I just made two very important discoveries. As much as I loathed buying Acrobat Standard, and as poorly as it ran on my machine using a case sensitive filesystem, it does have a redeeming feature.
It has a built-in OCR engine, which I knew. I hadn’t tried it. I decided to try it on an academic paper that I had in my archive. However, when I loaded the paper (which looked scanned) I was already able to select the text, though I didn’t know why. I was also able to do so in Preview, so it couldn’t have been a feature of Acrobat.
I took another paper that was clearly scanned, and tried to run OCR on it. It didn’t have the selectability that the first one did to start with. However, after OCR… it did.
So, the two important discoveries are that Acrobat will overlay your scanned documents with selectable text information transparently, and that Circulation Research appears to have already done this on their downloadable PDFs from older articles.
This explains why PDFs that I thought were scanned have been showing up in Spotlight searches that pick up their contents.

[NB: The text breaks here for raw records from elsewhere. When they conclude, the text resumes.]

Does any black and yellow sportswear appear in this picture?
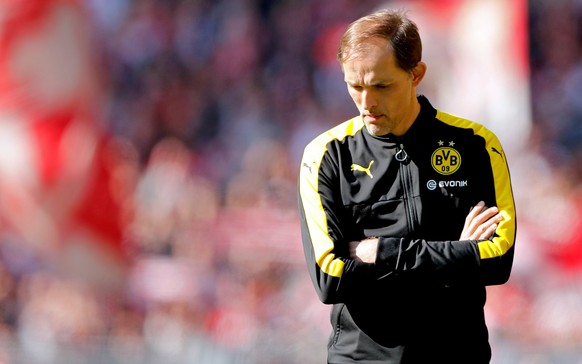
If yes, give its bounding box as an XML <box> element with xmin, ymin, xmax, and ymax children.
<box><xmin>299</xmin><ymin>96</ymin><xmax>516</xmax><ymax>364</ymax></box>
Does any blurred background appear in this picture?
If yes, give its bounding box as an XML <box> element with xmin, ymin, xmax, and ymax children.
<box><xmin>0</xmin><ymin>0</ymin><xmax>582</xmax><ymax>364</ymax></box>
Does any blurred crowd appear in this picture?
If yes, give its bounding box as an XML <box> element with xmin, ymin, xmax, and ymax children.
<box><xmin>0</xmin><ymin>0</ymin><xmax>582</xmax><ymax>364</ymax></box>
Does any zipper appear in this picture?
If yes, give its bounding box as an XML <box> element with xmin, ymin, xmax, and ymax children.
<box><xmin>394</xmin><ymin>143</ymin><xmax>419</xmax><ymax>233</ymax></box>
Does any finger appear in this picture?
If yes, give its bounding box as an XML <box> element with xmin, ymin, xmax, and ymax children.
<box><xmin>465</xmin><ymin>201</ymin><xmax>485</xmax><ymax>228</ymax></box>
<box><xmin>477</xmin><ymin>224</ymin><xmax>497</xmax><ymax>240</ymax></box>
<box><xmin>469</xmin><ymin>206</ymin><xmax>499</xmax><ymax>231</ymax></box>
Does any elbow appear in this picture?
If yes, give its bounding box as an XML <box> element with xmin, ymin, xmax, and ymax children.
<box><xmin>316</xmin><ymin>287</ymin><xmax>339</xmax><ymax>305</ymax></box>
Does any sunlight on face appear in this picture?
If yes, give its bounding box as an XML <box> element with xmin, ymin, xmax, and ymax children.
<box><xmin>342</xmin><ymin>38</ymin><xmax>426</xmax><ymax>136</ymax></box>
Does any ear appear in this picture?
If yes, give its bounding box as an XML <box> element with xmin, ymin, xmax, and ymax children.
<box><xmin>411</xmin><ymin>62</ymin><xmax>426</xmax><ymax>87</ymax></box>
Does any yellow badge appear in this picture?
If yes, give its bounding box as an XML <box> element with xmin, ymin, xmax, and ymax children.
<box><xmin>431</xmin><ymin>147</ymin><xmax>461</xmax><ymax>175</ymax></box>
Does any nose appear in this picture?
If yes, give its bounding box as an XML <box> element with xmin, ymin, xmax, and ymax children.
<box><xmin>362</xmin><ymin>90</ymin><xmax>377</xmax><ymax>110</ymax></box>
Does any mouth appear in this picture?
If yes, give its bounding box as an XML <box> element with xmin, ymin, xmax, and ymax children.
<box><xmin>362</xmin><ymin>114</ymin><xmax>382</xmax><ymax>123</ymax></box>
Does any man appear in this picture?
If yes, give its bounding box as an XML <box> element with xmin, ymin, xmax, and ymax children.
<box><xmin>299</xmin><ymin>10</ymin><xmax>516</xmax><ymax>364</ymax></box>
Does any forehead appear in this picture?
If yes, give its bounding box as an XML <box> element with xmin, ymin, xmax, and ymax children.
<box><xmin>342</xmin><ymin>38</ymin><xmax>404</xmax><ymax>82</ymax></box>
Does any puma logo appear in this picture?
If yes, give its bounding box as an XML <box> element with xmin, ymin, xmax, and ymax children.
<box><xmin>352</xmin><ymin>159</ymin><xmax>374</xmax><ymax>178</ymax></box>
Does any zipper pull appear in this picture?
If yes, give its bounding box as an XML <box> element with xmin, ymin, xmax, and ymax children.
<box><xmin>394</xmin><ymin>143</ymin><xmax>408</xmax><ymax>162</ymax></box>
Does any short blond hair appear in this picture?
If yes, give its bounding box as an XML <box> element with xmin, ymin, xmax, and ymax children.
<box><xmin>337</xmin><ymin>9</ymin><xmax>422</xmax><ymax>71</ymax></box>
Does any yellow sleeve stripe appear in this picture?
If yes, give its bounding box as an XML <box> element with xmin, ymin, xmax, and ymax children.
<box><xmin>299</xmin><ymin>117</ymin><xmax>364</xmax><ymax>277</ymax></box>
<box><xmin>437</xmin><ymin>110</ymin><xmax>516</xmax><ymax>259</ymax></box>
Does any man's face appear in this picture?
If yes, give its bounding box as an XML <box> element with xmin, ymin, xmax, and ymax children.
<box><xmin>343</xmin><ymin>38</ymin><xmax>425</xmax><ymax>135</ymax></box>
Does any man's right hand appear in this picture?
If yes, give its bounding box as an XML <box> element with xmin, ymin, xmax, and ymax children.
<box><xmin>459</xmin><ymin>201</ymin><xmax>503</xmax><ymax>240</ymax></box>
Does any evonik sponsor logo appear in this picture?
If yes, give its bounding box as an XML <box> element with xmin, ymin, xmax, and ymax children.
<box><xmin>426</xmin><ymin>179</ymin><xmax>469</xmax><ymax>191</ymax></box>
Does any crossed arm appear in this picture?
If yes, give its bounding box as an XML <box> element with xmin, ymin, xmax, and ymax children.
<box><xmin>349</xmin><ymin>201</ymin><xmax>502</xmax><ymax>263</ymax></box>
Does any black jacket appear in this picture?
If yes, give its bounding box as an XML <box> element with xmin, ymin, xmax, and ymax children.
<box><xmin>299</xmin><ymin>96</ymin><xmax>516</xmax><ymax>363</ymax></box>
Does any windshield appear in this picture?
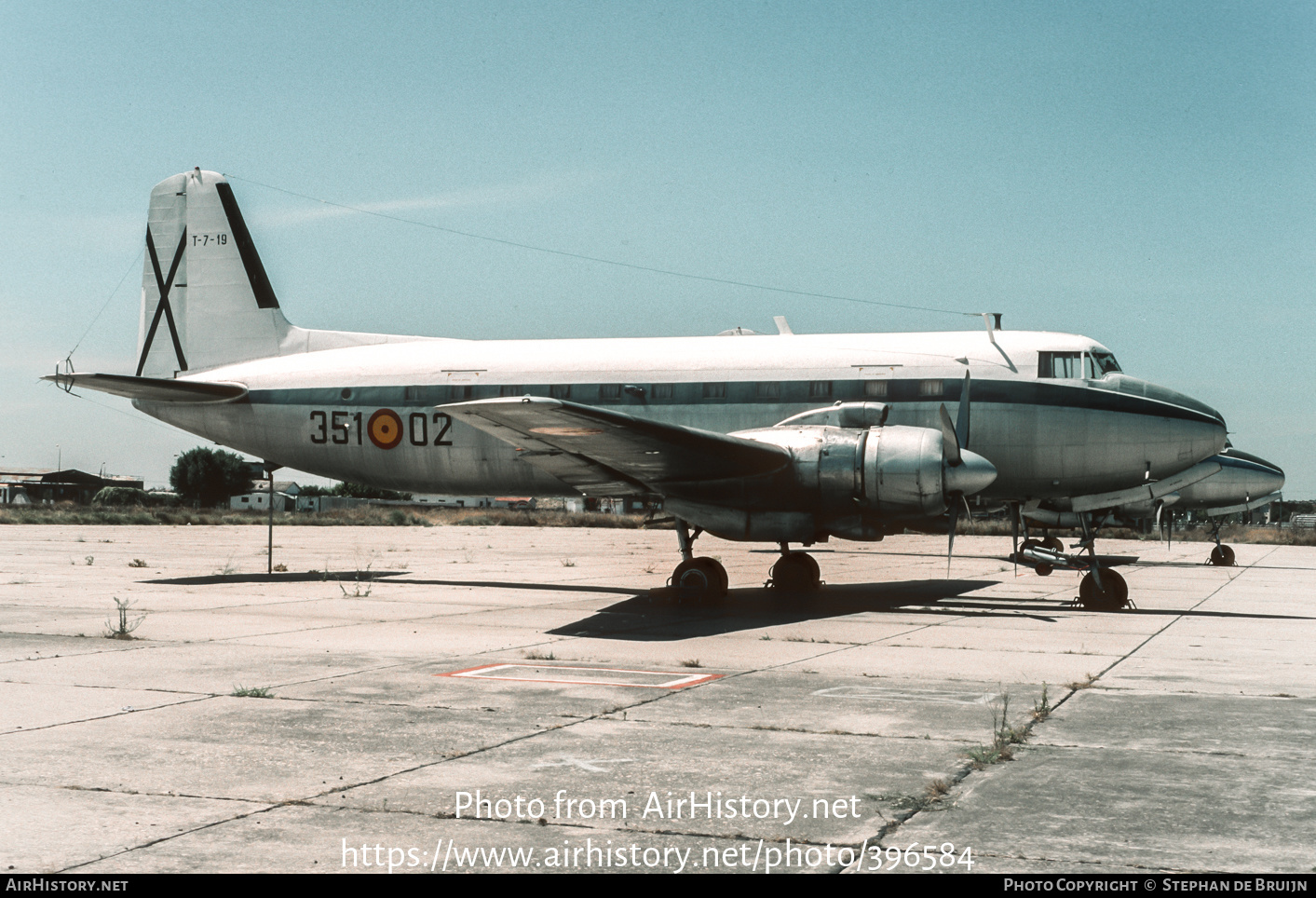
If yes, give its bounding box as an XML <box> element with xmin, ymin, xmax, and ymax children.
<box><xmin>1089</xmin><ymin>349</ymin><xmax>1119</xmax><ymax>376</ymax></box>
<box><xmin>1037</xmin><ymin>349</ymin><xmax>1119</xmax><ymax>380</ymax></box>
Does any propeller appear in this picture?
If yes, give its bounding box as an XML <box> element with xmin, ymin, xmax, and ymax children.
<box><xmin>1010</xmin><ymin>503</ymin><xmax>1020</xmax><ymax>577</ymax></box>
<box><xmin>941</xmin><ymin>372</ymin><xmax>981</xmax><ymax>579</ymax></box>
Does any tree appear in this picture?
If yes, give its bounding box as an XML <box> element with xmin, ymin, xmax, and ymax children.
<box><xmin>169</xmin><ymin>446</ymin><xmax>251</xmax><ymax>509</ymax></box>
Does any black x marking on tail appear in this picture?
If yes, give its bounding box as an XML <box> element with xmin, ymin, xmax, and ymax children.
<box><xmin>137</xmin><ymin>225</ymin><xmax>187</xmax><ymax>376</ymax></box>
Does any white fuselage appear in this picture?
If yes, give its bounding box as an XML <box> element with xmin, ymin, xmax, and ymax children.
<box><xmin>137</xmin><ymin>331</ymin><xmax>1226</xmax><ymax>500</ymax></box>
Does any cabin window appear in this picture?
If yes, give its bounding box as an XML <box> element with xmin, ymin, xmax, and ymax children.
<box><xmin>1037</xmin><ymin>351</ymin><xmax>1083</xmax><ymax>379</ymax></box>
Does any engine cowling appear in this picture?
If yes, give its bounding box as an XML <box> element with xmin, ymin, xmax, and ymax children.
<box><xmin>734</xmin><ymin>426</ymin><xmax>997</xmax><ymax>519</ymax></box>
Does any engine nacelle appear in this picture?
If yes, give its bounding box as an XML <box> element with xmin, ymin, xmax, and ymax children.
<box><xmin>734</xmin><ymin>426</ymin><xmax>997</xmax><ymax>520</ymax></box>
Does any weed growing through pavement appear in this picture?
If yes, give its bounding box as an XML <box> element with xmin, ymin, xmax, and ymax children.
<box><xmin>1065</xmin><ymin>673</ymin><xmax>1102</xmax><ymax>692</ymax></box>
<box><xmin>230</xmin><ymin>686</ymin><xmax>274</xmax><ymax>698</ymax></box>
<box><xmin>338</xmin><ymin>563</ymin><xmax>375</xmax><ymax>599</ymax></box>
<box><xmin>105</xmin><ymin>598</ymin><xmax>146</xmax><ymax>639</ymax></box>
<box><xmin>1033</xmin><ymin>682</ymin><xmax>1051</xmax><ymax>723</ymax></box>
<box><xmin>969</xmin><ymin>692</ymin><xmax>1028</xmax><ymax>770</ymax></box>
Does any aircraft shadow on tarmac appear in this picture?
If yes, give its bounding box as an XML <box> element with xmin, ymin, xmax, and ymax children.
<box><xmin>548</xmin><ymin>579</ymin><xmax>1011</xmax><ymax>640</ymax></box>
<box><xmin>140</xmin><ymin>570</ymin><xmax>1313</xmax><ymax>641</ymax></box>
<box><xmin>138</xmin><ymin>570</ymin><xmax>407</xmax><ymax>586</ymax></box>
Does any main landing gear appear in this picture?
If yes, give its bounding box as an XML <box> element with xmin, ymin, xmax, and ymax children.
<box><xmin>1078</xmin><ymin>515</ymin><xmax>1133</xmax><ymax>611</ymax></box>
<box><xmin>770</xmin><ymin>542</ymin><xmax>822</xmax><ymax>592</ymax></box>
<box><xmin>669</xmin><ymin>518</ymin><xmax>727</xmax><ymax>599</ymax></box>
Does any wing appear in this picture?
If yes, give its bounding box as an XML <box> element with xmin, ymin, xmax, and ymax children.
<box><xmin>440</xmin><ymin>396</ymin><xmax>791</xmax><ymax>495</ymax></box>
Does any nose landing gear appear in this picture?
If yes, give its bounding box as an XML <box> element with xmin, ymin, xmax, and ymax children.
<box><xmin>1078</xmin><ymin>567</ymin><xmax>1131</xmax><ymax>611</ymax></box>
<box><xmin>1207</xmin><ymin>519</ymin><xmax>1236</xmax><ymax>567</ymax></box>
<box><xmin>771</xmin><ymin>542</ymin><xmax>822</xmax><ymax>592</ymax></box>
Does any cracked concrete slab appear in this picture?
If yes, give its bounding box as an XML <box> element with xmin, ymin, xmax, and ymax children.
<box><xmin>0</xmin><ymin>526</ymin><xmax>1316</xmax><ymax>872</ymax></box>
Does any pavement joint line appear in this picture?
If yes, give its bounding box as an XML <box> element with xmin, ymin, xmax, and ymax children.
<box><xmin>0</xmin><ymin>692</ymin><xmax>219</xmax><ymax>738</ymax></box>
<box><xmin>627</xmin><ymin>708</ymin><xmax>979</xmax><ymax>748</ymax></box>
<box><xmin>58</xmin><ymin>793</ymin><xmax>290</xmax><ymax>873</ymax></box>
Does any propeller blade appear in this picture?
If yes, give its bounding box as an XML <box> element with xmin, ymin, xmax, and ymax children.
<box><xmin>941</xmin><ymin>403</ymin><xmax>965</xmax><ymax>468</ymax></box>
<box><xmin>943</xmin><ymin>489</ymin><xmax>963</xmax><ymax>579</ymax></box>
<box><xmin>956</xmin><ymin>370</ymin><xmax>969</xmax><ymax>449</ymax></box>
<box><xmin>1010</xmin><ymin>504</ymin><xmax>1019</xmax><ymax>577</ymax></box>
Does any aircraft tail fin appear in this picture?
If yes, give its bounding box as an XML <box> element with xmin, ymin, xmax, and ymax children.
<box><xmin>136</xmin><ymin>169</ymin><xmax>292</xmax><ymax>376</ymax></box>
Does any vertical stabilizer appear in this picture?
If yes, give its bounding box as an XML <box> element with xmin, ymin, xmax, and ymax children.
<box><xmin>137</xmin><ymin>169</ymin><xmax>291</xmax><ymax>376</ymax></box>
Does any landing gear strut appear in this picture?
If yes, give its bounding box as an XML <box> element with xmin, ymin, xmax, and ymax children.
<box><xmin>1078</xmin><ymin>515</ymin><xmax>1132</xmax><ymax>611</ymax></box>
<box><xmin>669</xmin><ymin>518</ymin><xmax>727</xmax><ymax>599</ymax></box>
<box><xmin>1207</xmin><ymin>520</ymin><xmax>1234</xmax><ymax>567</ymax></box>
<box><xmin>772</xmin><ymin>542</ymin><xmax>822</xmax><ymax>592</ymax></box>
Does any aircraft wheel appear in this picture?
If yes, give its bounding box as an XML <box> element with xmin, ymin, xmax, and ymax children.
<box><xmin>772</xmin><ymin>551</ymin><xmax>820</xmax><ymax>592</ymax></box>
<box><xmin>1078</xmin><ymin>567</ymin><xmax>1129</xmax><ymax>611</ymax></box>
<box><xmin>672</xmin><ymin>558</ymin><xmax>726</xmax><ymax>599</ymax></box>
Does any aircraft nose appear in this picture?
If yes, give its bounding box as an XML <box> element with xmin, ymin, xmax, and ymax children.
<box><xmin>943</xmin><ymin>449</ymin><xmax>997</xmax><ymax>497</ymax></box>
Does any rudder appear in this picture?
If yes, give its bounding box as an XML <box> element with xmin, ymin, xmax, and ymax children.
<box><xmin>137</xmin><ymin>169</ymin><xmax>291</xmax><ymax>376</ymax></box>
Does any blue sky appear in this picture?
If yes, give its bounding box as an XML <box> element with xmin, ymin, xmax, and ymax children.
<box><xmin>0</xmin><ymin>3</ymin><xmax>1316</xmax><ymax>489</ymax></box>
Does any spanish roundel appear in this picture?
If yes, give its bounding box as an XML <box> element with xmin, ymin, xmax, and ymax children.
<box><xmin>366</xmin><ymin>408</ymin><xmax>402</xmax><ymax>449</ymax></box>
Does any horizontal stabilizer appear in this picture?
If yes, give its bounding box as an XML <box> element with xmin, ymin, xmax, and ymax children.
<box><xmin>440</xmin><ymin>396</ymin><xmax>791</xmax><ymax>495</ymax></box>
<box><xmin>1071</xmin><ymin>461</ymin><xmax>1220</xmax><ymax>512</ymax></box>
<box><xmin>41</xmin><ymin>374</ymin><xmax>248</xmax><ymax>403</ymax></box>
<box><xmin>1205</xmin><ymin>493</ymin><xmax>1284</xmax><ymax>518</ymax></box>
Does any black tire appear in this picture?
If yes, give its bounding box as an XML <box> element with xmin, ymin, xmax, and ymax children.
<box><xmin>772</xmin><ymin>551</ymin><xmax>820</xmax><ymax>592</ymax></box>
<box><xmin>692</xmin><ymin>555</ymin><xmax>730</xmax><ymax>598</ymax></box>
<box><xmin>1078</xmin><ymin>567</ymin><xmax>1129</xmax><ymax>611</ymax></box>
<box><xmin>672</xmin><ymin>558</ymin><xmax>717</xmax><ymax>599</ymax></box>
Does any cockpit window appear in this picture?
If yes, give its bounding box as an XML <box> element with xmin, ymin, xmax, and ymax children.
<box><xmin>1037</xmin><ymin>353</ymin><xmax>1083</xmax><ymax>378</ymax></box>
<box><xmin>1089</xmin><ymin>349</ymin><xmax>1119</xmax><ymax>376</ymax></box>
<box><xmin>1037</xmin><ymin>349</ymin><xmax>1119</xmax><ymax>380</ymax></box>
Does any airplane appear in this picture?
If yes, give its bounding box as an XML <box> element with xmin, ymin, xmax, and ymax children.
<box><xmin>1016</xmin><ymin>443</ymin><xmax>1284</xmax><ymax>565</ymax></box>
<box><xmin>46</xmin><ymin>169</ymin><xmax>1226</xmax><ymax>607</ymax></box>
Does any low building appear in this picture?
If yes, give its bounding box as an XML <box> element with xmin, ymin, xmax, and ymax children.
<box><xmin>0</xmin><ymin>468</ymin><xmax>143</xmax><ymax>506</ymax></box>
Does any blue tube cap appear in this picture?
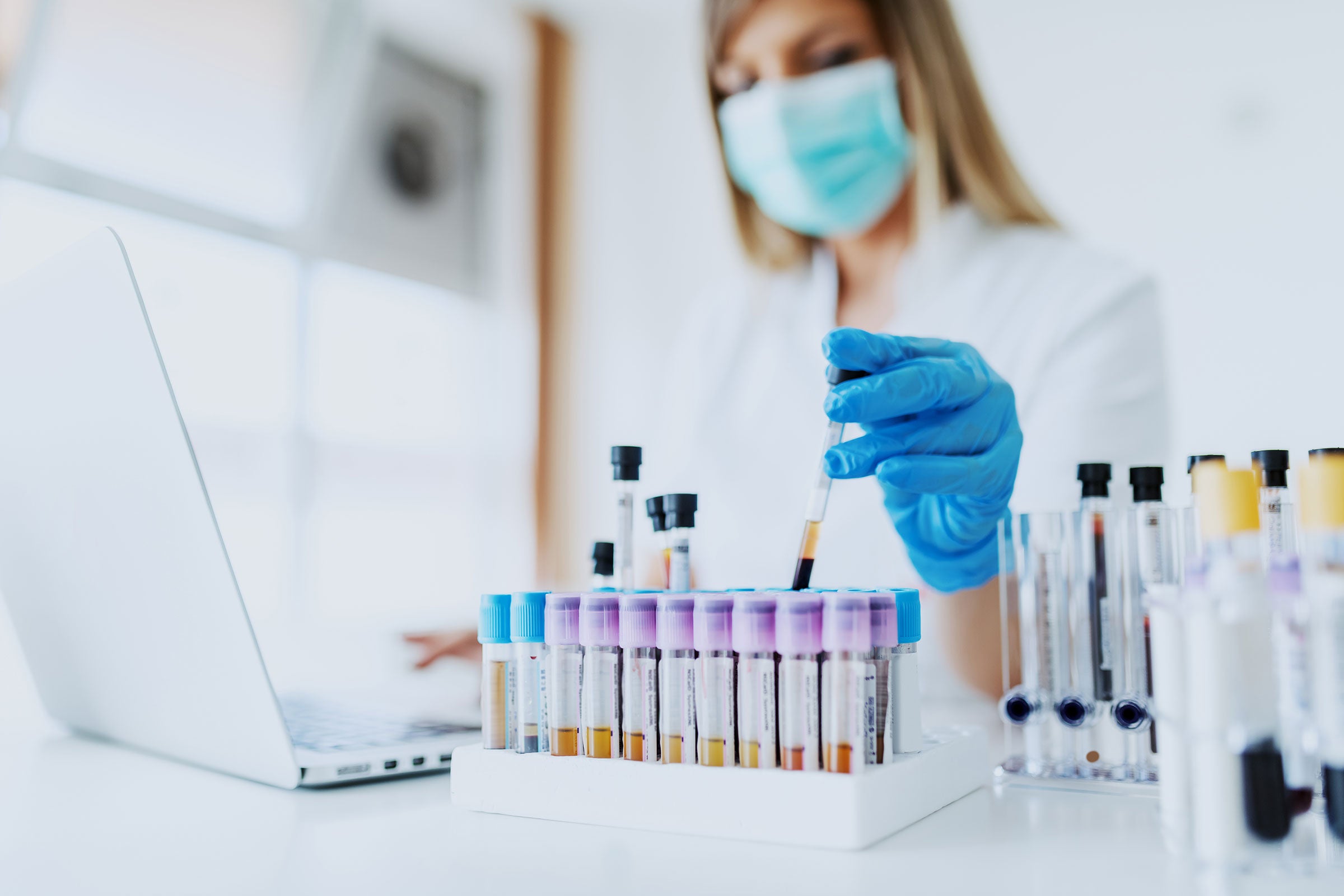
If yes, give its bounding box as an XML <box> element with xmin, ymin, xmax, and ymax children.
<box><xmin>893</xmin><ymin>589</ymin><xmax>920</xmax><ymax>643</ymax></box>
<box><xmin>476</xmin><ymin>594</ymin><xmax>514</xmax><ymax>643</ymax></box>
<box><xmin>510</xmin><ymin>591</ymin><xmax>547</xmax><ymax>643</ymax></box>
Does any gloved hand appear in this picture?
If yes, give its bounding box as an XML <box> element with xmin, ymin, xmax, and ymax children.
<box><xmin>821</xmin><ymin>326</ymin><xmax>1021</xmax><ymax>591</ymax></box>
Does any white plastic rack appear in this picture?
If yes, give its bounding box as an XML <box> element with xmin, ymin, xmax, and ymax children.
<box><xmin>451</xmin><ymin>727</ymin><xmax>989</xmax><ymax>849</ymax></box>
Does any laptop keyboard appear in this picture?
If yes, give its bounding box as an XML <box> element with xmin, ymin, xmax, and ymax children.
<box><xmin>281</xmin><ymin>700</ymin><xmax>474</xmax><ymax>752</ymax></box>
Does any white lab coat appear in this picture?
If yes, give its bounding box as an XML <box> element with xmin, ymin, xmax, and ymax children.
<box><xmin>651</xmin><ymin>204</ymin><xmax>1168</xmax><ymax>698</ymax></box>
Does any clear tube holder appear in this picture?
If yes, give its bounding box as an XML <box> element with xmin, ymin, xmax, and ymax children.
<box><xmin>451</xmin><ymin>727</ymin><xmax>991</xmax><ymax>849</ymax></box>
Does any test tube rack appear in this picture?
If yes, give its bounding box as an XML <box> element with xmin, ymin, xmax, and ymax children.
<box><xmin>995</xmin><ymin>511</ymin><xmax>1159</xmax><ymax>795</ymax></box>
<box><xmin>451</xmin><ymin>727</ymin><xmax>989</xmax><ymax>849</ymax></box>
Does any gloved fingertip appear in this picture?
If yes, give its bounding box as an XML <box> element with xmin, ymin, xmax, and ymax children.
<box><xmin>821</xmin><ymin>449</ymin><xmax>850</xmax><ymax>479</ymax></box>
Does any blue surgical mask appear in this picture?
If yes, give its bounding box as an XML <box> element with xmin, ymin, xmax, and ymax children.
<box><xmin>719</xmin><ymin>59</ymin><xmax>913</xmax><ymax>236</ymax></box>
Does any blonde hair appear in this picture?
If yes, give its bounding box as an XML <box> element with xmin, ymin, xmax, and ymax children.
<box><xmin>704</xmin><ymin>0</ymin><xmax>1058</xmax><ymax>269</ymax></box>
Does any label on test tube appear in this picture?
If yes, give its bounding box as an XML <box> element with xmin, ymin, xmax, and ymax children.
<box><xmin>780</xmin><ymin>657</ymin><xmax>821</xmax><ymax>771</ymax></box>
<box><xmin>1137</xmin><ymin>501</ymin><xmax>1166</xmax><ymax>584</ymax></box>
<box><xmin>863</xmin><ymin>661</ymin><xmax>878</xmax><ymax>766</ymax></box>
<box><xmin>821</xmin><ymin>658</ymin><xmax>876</xmax><ymax>774</ymax></box>
<box><xmin>738</xmin><ymin>657</ymin><xmax>776</xmax><ymax>768</ymax></box>
<box><xmin>668</xmin><ymin>536</ymin><xmax>691</xmax><ymax>591</ymax></box>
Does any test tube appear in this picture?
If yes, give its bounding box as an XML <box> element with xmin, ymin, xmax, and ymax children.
<box><xmin>662</xmin><ymin>494</ymin><xmax>699</xmax><ymax>591</ymax></box>
<box><xmin>1251</xmin><ymin>449</ymin><xmax>1297</xmax><ymax>564</ymax></box>
<box><xmin>1187</xmin><ymin>465</ymin><xmax>1290</xmax><ymax>865</ymax></box>
<box><xmin>510</xmin><ymin>591</ymin><xmax>551</xmax><ymax>752</ymax></box>
<box><xmin>1261</xmin><ymin>561</ymin><xmax>1321</xmax><ymax>864</ymax></box>
<box><xmin>1177</xmin><ymin>454</ymin><xmax>1227</xmax><ymax>575</ymax></box>
<box><xmin>545</xmin><ymin>592</ymin><xmax>584</xmax><ymax>757</ymax></box>
<box><xmin>868</xmin><ymin>591</ymin><xmax>900</xmax><ymax>764</ymax></box>
<box><xmin>732</xmin><ymin>594</ymin><xmax>780</xmax><ymax>768</ymax></box>
<box><xmin>774</xmin><ymin>594</ymin><xmax>821</xmax><ymax>771</ymax></box>
<box><xmin>644</xmin><ymin>494</ymin><xmax>672</xmax><ymax>589</ymax></box>
<box><xmin>476</xmin><ymin>594</ymin><xmax>514</xmax><ymax>750</ymax></box>
<box><xmin>1110</xmin><ymin>466</ymin><xmax>1169</xmax><ymax>781</ymax></box>
<box><xmin>821</xmin><ymin>592</ymin><xmax>871</xmax><ymax>774</ymax></box>
<box><xmin>612</xmin><ymin>445</ymin><xmax>644</xmax><ymax>591</ymax></box>
<box><xmin>1298</xmin><ymin>449</ymin><xmax>1344</xmax><ymax>842</ymax></box>
<box><xmin>693</xmin><ymin>594</ymin><xmax>738</xmax><ymax>766</ymax></box>
<box><xmin>656</xmin><ymin>594</ymin><xmax>695</xmax><ymax>766</ymax></box>
<box><xmin>1005</xmin><ymin>512</ymin><xmax>1072</xmax><ymax>775</ymax></box>
<box><xmin>1078</xmin><ymin>464</ymin><xmax>1119</xmax><ymax>711</ymax></box>
<box><xmin>793</xmin><ymin>367</ymin><xmax>868</xmax><ymax>591</ymax></box>
<box><xmin>891</xmin><ymin>589</ymin><xmax>923</xmax><ymax>754</ymax></box>
<box><xmin>579</xmin><ymin>592</ymin><xmax>621</xmax><ymax>759</ymax></box>
<box><xmin>621</xmin><ymin>594</ymin><xmax>659</xmax><ymax>762</ymax></box>
<box><xmin>592</xmin><ymin>542</ymin><xmax>615</xmax><ymax>591</ymax></box>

ADDENDUM: Apparently Acrobat Pro can do this in batch mode. This has major implications for me. I might even consider buying it at some point, once they come out with a universal binary.
News flash: Acrobat 8 Professional *is* a Universal Binary application; there is no Acrobat 8 Standard version on the Mac.
I looked after writing the post and saw that Acrobat 8 had come out. I wasn’t aware — I’m still using Acrobat Standard 7 with Rosetta.